Je n’étais pas du tout préparé à cela. Je me suis même, un instant, demandé si je ne m’étais pas trompé de manif’, de lieu ou d’heure. Car la plupart des autres semblaient bien être venus là pour défendre ces minorités, tandis que je n’y songeais guère. Je ne m’étais jamais demandé quelles catégories de personnes risquaient le plus en cas d’arrivée du RN au gouvernement. Pour moi, tout le monde était menacé et je n’allais pas voir plus loin. J’ai alors réalisé combien je sous-estimais non seulement les difficultés sociales rencontrées par les LGBTQIA+, mais aussi le nombre des personnes concernées et leur variété. Je tombais de haut !
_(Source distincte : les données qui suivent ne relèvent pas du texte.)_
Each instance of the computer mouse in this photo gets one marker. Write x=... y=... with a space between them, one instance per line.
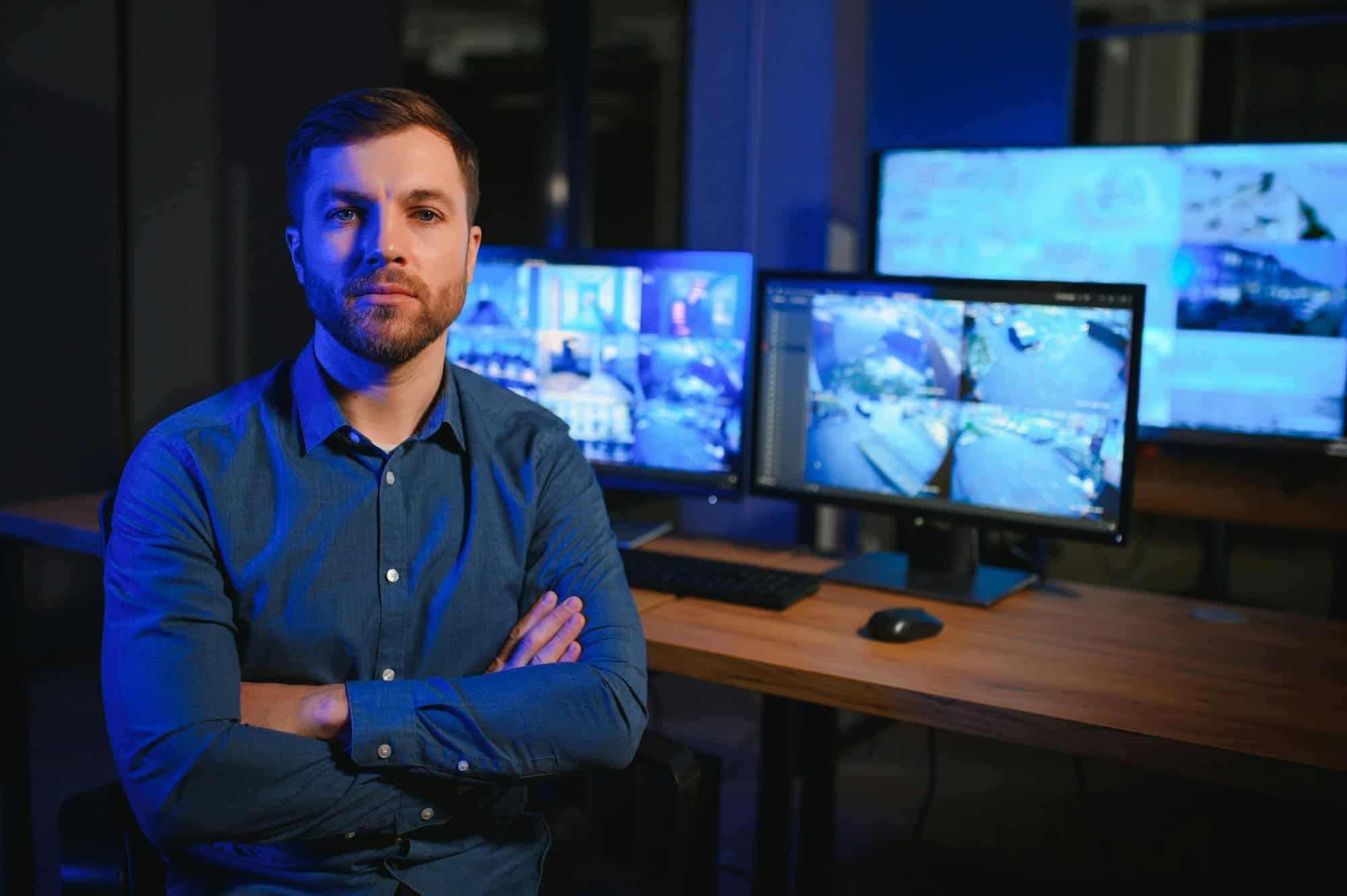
x=902 y=623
Je fus donc, à cette manif’, plus spectateur qu’acteur. Un spectateur parfois sidéré car ne connaissant rien ou presque à ces communautés. Normal, j’ai 67 ans, j’ai grandi dans un monde où les queers se cachaient. À ma connaissance, le premier homo faisant partie de mon entourage durant mon enfance était un collègue et ami de mon père paysan, mais c’est seulement à l’adolescence que j’ai deviné son homosexualité. Beaucoup plus tard, il s’est publiquement déclaré « inverti », une façon de dire qu’ayant une attirance homosexuelle, il ne pratiquait pas et n’avait jamais pratiqué.
Mais, à l’époque, combien de queers avais-je côtoyé sans jamais le soupçonner ? Mystère ! Il y a quelques années déjà, un couvercle a sauté, mais il ne m’a volé à la figure que ce 23 juin. Dessiller les yeux prend du temps.